The exterior has been painted red, black and green with a shield on top that has the organization’s initials.

“The weapons that cross the shield are a paintbrush and a pen. We just made this sacred space right here on Broadway,” Nzinga says.

And right on time for the BAMBDFEST Biennial, a month-long festival which includes the production of Radio Golf, and various other theater and literary events across various venues in Oakland. It all culminates in an official black carpet ribbon-cutting ceremony for BAM House on Sept. 1.

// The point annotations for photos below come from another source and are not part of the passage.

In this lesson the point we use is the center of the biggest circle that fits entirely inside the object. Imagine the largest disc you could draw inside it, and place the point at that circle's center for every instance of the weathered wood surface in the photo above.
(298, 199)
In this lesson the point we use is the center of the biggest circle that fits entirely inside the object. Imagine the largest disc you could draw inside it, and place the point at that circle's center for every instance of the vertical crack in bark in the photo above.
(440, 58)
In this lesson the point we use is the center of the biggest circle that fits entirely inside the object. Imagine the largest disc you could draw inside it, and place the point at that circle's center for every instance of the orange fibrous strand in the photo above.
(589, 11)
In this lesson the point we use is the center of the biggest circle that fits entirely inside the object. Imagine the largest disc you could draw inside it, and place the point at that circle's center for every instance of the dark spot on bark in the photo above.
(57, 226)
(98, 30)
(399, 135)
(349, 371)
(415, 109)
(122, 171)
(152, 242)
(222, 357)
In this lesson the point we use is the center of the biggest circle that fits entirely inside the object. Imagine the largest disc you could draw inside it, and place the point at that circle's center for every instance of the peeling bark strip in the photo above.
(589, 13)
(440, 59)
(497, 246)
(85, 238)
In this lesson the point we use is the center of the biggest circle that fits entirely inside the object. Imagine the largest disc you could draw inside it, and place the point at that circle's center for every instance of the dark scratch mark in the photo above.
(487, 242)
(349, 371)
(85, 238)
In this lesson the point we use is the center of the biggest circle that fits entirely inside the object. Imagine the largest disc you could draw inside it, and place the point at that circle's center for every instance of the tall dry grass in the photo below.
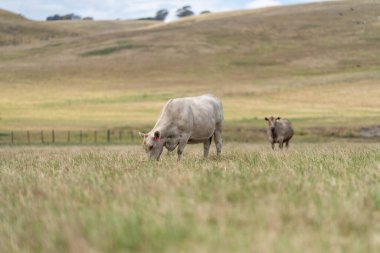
(310, 198)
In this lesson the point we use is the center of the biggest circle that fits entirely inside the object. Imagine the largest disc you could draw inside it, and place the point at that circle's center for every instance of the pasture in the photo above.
(84, 84)
(316, 64)
(310, 198)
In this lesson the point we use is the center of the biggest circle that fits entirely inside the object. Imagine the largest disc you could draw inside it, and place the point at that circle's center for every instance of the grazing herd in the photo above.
(193, 120)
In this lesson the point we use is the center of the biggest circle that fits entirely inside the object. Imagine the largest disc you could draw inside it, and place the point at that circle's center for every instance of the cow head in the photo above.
(272, 122)
(152, 144)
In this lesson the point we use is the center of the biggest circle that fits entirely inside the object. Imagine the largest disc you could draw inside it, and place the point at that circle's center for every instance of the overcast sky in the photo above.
(128, 9)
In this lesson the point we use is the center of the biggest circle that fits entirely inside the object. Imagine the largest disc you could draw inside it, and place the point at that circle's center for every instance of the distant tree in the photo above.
(205, 12)
(162, 14)
(185, 11)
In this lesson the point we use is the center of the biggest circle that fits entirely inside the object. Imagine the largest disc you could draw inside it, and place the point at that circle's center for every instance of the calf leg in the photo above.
(206, 147)
(218, 141)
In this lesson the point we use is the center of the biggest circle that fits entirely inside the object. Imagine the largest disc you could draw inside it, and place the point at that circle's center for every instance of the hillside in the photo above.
(317, 64)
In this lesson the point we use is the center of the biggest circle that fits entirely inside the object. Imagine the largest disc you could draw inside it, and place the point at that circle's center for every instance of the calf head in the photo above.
(272, 122)
(152, 145)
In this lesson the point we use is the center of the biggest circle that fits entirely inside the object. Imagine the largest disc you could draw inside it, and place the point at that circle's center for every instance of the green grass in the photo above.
(111, 50)
(297, 61)
(310, 198)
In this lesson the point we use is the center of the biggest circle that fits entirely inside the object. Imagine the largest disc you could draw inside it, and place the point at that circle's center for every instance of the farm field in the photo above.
(310, 198)
(316, 64)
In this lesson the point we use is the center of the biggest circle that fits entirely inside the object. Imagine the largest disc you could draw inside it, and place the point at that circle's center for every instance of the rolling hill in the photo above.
(317, 64)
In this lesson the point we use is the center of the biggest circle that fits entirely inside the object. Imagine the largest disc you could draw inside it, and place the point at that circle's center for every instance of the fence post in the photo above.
(28, 136)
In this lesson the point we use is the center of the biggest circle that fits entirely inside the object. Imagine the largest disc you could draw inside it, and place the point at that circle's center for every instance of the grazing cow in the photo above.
(186, 120)
(279, 131)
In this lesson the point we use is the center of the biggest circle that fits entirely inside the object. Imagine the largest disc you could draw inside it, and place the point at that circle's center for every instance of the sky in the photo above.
(129, 9)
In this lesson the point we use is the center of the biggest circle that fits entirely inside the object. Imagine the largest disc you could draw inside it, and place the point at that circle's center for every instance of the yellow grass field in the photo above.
(316, 64)
(313, 198)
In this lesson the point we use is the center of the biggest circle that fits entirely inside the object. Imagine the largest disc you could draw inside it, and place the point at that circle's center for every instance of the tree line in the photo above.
(161, 15)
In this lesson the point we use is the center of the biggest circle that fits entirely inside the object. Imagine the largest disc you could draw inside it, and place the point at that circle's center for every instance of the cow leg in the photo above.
(181, 147)
(206, 147)
(281, 144)
(218, 141)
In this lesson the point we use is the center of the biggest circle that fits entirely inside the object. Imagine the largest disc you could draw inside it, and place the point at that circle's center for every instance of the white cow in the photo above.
(186, 120)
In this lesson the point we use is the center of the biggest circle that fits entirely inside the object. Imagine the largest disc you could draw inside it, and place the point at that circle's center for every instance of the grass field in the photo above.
(310, 198)
(316, 64)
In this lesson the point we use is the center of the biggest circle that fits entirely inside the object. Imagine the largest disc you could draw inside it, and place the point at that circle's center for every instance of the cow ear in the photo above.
(157, 136)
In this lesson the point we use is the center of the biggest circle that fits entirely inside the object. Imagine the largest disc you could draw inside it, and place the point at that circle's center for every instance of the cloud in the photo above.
(112, 9)
(262, 4)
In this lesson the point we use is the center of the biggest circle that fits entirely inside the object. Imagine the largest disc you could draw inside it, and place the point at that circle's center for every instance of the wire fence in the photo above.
(69, 137)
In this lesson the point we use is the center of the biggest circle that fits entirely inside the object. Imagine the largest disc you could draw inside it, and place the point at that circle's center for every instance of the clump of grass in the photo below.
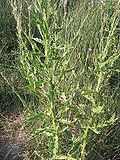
(67, 66)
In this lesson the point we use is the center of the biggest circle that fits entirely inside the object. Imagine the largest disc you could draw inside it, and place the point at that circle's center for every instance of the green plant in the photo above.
(67, 66)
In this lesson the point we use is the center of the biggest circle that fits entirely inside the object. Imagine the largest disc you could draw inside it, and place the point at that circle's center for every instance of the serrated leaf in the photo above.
(94, 130)
(64, 121)
(68, 134)
(112, 119)
(35, 117)
(98, 110)
(65, 157)
(75, 147)
(38, 40)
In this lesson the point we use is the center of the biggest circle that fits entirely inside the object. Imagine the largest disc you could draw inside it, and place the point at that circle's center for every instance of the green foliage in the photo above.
(66, 59)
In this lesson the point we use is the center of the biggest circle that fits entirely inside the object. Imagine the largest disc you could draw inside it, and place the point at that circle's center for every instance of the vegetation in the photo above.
(59, 70)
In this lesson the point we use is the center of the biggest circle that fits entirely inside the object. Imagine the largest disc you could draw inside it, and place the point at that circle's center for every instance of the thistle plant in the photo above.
(66, 63)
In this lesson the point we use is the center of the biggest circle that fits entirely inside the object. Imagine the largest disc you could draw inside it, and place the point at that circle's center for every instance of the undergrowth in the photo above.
(67, 56)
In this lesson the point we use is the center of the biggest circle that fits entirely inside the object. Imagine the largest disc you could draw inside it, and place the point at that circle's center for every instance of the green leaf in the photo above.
(64, 121)
(98, 110)
(65, 157)
(36, 117)
(68, 134)
(112, 120)
(75, 147)
(94, 130)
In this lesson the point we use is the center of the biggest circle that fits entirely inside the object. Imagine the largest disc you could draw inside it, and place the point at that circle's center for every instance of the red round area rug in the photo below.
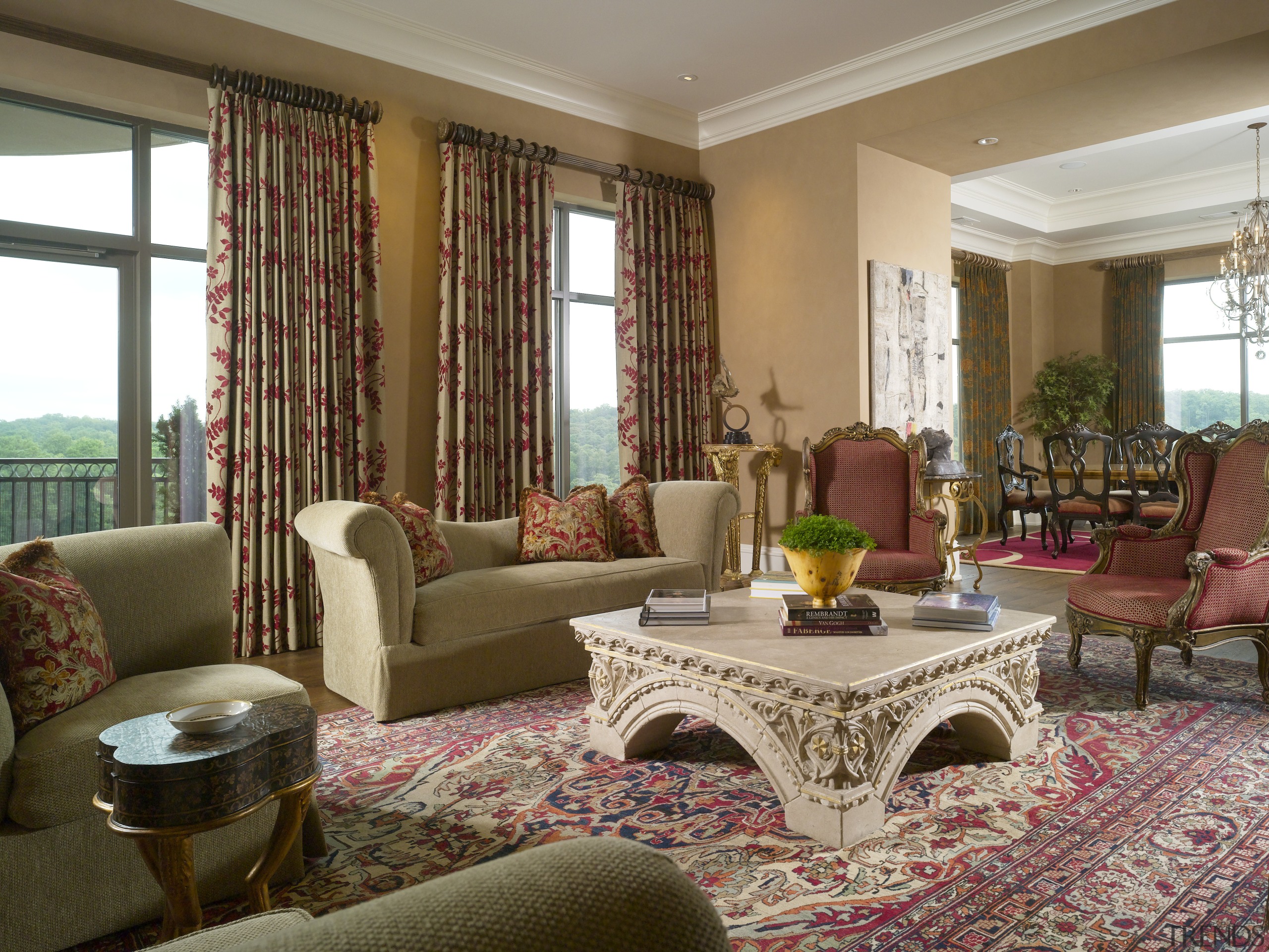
(1018, 554)
(1118, 831)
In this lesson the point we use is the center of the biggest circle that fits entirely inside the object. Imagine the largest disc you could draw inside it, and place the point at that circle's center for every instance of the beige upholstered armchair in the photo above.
(492, 627)
(164, 596)
(873, 478)
(1201, 579)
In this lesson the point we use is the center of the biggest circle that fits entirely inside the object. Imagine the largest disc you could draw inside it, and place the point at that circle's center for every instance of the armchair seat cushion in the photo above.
(1018, 497)
(55, 763)
(481, 601)
(1117, 505)
(1138, 600)
(898, 565)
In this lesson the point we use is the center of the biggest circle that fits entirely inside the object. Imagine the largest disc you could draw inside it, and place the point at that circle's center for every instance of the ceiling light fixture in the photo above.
(1243, 290)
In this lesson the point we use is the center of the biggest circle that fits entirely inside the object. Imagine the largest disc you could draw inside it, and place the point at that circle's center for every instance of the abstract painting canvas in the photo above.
(910, 342)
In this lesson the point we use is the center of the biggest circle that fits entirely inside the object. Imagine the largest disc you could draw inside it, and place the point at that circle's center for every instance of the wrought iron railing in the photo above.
(67, 497)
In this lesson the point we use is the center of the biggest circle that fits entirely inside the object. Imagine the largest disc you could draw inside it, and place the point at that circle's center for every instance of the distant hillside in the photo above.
(59, 437)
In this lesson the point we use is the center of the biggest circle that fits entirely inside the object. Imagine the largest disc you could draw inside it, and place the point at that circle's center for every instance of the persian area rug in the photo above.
(1118, 829)
(1017, 554)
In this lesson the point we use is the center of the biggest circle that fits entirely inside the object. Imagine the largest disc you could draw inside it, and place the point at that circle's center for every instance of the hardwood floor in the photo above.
(1043, 593)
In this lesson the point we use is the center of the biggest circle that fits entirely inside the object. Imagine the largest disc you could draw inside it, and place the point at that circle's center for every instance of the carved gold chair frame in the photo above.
(1146, 639)
(914, 445)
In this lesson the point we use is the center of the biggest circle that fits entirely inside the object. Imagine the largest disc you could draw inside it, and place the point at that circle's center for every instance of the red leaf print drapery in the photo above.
(665, 334)
(293, 405)
(495, 421)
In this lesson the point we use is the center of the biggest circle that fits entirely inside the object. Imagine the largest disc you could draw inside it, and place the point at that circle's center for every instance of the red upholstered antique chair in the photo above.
(873, 478)
(1201, 579)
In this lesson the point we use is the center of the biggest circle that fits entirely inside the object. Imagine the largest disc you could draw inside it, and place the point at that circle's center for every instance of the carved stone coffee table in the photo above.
(829, 720)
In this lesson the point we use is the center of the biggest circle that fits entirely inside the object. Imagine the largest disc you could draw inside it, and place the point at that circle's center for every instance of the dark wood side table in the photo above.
(162, 787)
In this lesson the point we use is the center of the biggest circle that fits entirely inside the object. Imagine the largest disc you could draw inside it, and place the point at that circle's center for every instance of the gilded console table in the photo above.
(961, 490)
(725, 458)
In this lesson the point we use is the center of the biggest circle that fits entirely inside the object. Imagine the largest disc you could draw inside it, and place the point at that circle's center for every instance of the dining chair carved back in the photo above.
(1078, 444)
(873, 478)
(1018, 492)
(1201, 579)
(1149, 447)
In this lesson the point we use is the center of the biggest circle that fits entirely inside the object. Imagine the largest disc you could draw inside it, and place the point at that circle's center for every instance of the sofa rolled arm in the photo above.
(578, 896)
(365, 571)
(692, 519)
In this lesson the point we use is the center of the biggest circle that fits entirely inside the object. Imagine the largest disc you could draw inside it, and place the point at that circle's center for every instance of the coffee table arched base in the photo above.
(833, 765)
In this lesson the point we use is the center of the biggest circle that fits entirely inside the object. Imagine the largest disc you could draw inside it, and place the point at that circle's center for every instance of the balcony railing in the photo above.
(67, 497)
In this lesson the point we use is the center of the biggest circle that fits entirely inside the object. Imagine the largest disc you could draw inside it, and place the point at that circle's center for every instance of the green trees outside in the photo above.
(593, 447)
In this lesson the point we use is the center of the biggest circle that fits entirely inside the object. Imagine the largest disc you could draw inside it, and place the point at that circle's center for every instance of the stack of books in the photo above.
(773, 586)
(676, 607)
(853, 615)
(971, 611)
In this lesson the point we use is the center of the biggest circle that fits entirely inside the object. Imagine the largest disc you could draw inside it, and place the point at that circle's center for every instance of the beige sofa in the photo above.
(579, 896)
(164, 597)
(493, 627)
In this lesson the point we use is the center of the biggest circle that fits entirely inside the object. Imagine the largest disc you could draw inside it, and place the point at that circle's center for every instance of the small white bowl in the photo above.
(210, 716)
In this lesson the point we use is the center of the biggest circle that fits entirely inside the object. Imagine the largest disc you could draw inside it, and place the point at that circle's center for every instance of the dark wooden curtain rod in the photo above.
(974, 258)
(465, 135)
(234, 80)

a stage with two desks and two Black men, actors, sitting behind them
Stanley T. Hunt II (left) as Harmond Wilks alongside Koran Streets as Roosevelt Hicks in a scene from the Lower Bottom Playaz’s production of August Wilson’s play ‘Radio Golf.’ (Ariana Proehl/KQED)

“It is the platform for so much more potential,” Nzinga says. “Now, being in the building, it’d be nice to buy it. We want to turn this into a cultural center as opposed to a building that we have to rent out in order to pay the rent.”

She cites Eastside Arts Alliance in East Oakland as a model for what she hopes BAM House will represent for downtown and West Oakland.

“This is a space for dreamers,” Nzinga says. “Maybe this is a place to train replacements so that we make sure that there’s an after. After me, after the Lower Bottom Playaz. There’s an after in Oakland for people of color and artists.”